Algorithm complexity

Hello! Today's lecture will be a little different from the rest. It will differ in that it is only indirectly related to Java. Algorithm complexity - 1

However, this topic is very important for every programmer. We'll talk about algorithms . What is an algorithm? In simple terms, this is a certain sequence of actions that must be performed to achieve the desired result . We often use algorithms in everyday life. For example, every morning you are faced with a task: to come to school or work, and at the same time be:

Dressed
Clean
Well-fed

What algorithm will allow you to achieve this result?

Wake up to an alarm clock.
Take a shower, wash your face.
Prepare breakfast, make coffee/tea.
Eat.
If you haven’t ironed your clothes since the evening, iron them.
Get dressed.
Leave the house.

This sequence of actions will definitely allow you to get the desired result. In programming, the whole point of our work is to constantly solve problems. A significant part of these tasks can be performed using already known algorithms.
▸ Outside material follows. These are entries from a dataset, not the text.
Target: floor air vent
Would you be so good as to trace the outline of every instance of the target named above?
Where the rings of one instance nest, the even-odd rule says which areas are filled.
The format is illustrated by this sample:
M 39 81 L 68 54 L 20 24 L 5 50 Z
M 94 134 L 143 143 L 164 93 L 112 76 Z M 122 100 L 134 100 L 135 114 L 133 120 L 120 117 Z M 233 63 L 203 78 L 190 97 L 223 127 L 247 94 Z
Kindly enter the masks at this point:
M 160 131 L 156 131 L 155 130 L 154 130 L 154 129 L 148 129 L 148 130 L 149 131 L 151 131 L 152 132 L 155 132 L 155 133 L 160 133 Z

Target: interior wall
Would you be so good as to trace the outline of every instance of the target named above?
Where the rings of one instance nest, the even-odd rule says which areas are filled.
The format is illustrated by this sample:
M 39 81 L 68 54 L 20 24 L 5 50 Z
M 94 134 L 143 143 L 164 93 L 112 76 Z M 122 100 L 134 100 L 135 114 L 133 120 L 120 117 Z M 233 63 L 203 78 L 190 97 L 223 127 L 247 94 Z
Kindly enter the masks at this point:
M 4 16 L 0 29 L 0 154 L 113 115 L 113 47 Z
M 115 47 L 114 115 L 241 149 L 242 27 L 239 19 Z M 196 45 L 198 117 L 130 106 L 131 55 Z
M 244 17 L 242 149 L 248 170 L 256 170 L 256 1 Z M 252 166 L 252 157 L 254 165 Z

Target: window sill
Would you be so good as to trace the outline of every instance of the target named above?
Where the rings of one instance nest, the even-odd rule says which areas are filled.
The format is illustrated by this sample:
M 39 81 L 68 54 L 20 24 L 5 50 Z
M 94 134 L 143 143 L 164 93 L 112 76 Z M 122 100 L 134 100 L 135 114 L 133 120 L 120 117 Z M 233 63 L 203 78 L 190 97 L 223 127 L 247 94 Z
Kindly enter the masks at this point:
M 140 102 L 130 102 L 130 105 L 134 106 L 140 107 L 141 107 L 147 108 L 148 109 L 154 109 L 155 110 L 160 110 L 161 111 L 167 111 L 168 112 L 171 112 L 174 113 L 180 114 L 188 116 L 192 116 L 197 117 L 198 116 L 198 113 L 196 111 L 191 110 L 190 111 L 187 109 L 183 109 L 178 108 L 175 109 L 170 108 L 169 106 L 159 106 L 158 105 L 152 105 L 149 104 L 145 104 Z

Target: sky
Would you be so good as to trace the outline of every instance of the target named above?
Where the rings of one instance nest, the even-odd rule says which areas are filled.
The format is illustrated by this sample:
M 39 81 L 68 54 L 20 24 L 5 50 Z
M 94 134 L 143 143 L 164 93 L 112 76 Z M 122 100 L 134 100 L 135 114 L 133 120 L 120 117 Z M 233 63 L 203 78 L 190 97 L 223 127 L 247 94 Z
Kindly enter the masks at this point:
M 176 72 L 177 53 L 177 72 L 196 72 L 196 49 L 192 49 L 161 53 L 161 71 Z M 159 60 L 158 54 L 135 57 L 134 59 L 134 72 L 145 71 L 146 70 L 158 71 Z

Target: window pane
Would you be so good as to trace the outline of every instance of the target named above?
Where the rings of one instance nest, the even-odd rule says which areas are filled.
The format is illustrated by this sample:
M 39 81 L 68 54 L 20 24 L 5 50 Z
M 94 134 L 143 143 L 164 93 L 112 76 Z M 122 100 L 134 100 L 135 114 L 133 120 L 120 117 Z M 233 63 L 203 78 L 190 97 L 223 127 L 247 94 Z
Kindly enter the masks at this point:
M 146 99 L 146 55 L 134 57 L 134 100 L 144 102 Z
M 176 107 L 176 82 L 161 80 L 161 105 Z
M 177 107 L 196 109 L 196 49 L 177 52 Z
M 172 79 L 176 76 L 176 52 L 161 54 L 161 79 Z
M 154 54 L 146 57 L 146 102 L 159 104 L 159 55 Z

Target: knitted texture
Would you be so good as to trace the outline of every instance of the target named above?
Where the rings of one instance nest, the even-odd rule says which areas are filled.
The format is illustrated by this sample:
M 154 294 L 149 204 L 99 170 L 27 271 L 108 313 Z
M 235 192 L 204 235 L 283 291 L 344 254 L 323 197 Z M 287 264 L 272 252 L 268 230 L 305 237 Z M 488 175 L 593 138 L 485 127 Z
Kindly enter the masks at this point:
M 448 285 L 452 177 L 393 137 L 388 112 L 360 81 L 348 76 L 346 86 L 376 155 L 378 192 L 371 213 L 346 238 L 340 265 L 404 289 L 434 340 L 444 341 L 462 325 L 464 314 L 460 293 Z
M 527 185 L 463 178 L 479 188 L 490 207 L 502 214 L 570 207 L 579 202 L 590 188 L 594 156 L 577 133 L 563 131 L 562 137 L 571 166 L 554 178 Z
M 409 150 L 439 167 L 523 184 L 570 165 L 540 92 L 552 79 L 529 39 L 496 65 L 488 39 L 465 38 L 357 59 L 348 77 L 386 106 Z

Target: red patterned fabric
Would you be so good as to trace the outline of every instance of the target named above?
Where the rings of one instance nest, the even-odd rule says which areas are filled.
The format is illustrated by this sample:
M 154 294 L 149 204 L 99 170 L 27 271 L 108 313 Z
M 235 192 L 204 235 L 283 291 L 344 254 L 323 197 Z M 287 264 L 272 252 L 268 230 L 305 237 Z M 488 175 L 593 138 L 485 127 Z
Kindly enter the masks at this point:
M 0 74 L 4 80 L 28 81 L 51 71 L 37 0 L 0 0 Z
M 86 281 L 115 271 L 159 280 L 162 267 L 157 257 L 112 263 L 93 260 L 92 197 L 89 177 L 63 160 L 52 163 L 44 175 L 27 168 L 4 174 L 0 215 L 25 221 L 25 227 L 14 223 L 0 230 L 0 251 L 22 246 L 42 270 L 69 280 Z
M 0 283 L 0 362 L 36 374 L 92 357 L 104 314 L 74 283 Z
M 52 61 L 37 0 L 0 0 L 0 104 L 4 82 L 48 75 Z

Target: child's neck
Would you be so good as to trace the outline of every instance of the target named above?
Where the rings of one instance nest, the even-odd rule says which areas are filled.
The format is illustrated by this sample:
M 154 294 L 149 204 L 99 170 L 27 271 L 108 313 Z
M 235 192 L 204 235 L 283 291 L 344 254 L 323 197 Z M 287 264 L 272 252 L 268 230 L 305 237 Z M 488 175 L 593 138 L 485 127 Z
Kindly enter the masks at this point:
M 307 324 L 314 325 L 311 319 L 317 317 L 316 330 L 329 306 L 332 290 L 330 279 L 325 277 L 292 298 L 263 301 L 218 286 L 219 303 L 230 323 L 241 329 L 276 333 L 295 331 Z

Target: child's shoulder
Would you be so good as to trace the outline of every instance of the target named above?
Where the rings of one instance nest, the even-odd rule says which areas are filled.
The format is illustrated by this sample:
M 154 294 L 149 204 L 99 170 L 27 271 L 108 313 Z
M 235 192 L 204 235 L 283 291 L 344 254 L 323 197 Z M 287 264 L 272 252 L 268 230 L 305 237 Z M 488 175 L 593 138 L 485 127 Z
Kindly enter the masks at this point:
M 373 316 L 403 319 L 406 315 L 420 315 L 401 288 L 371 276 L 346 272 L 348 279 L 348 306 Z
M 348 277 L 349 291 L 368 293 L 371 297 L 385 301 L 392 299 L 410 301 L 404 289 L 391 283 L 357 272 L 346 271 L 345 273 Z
For example, you are faced with a task: sort a list of 100 names in an array . This problem is quite simple, but it can be solved in different ways. Here is one solution: Algorithm for sorting names alphabetically:

Buy or download on the Internet “Dictionary of Russian Personal Names” 1966 edition.
Find every name on our list in this dictionary.
Write down on a piece of paper which page of the dictionary the name is on.
Put the names in order using the notes on a piece of paper.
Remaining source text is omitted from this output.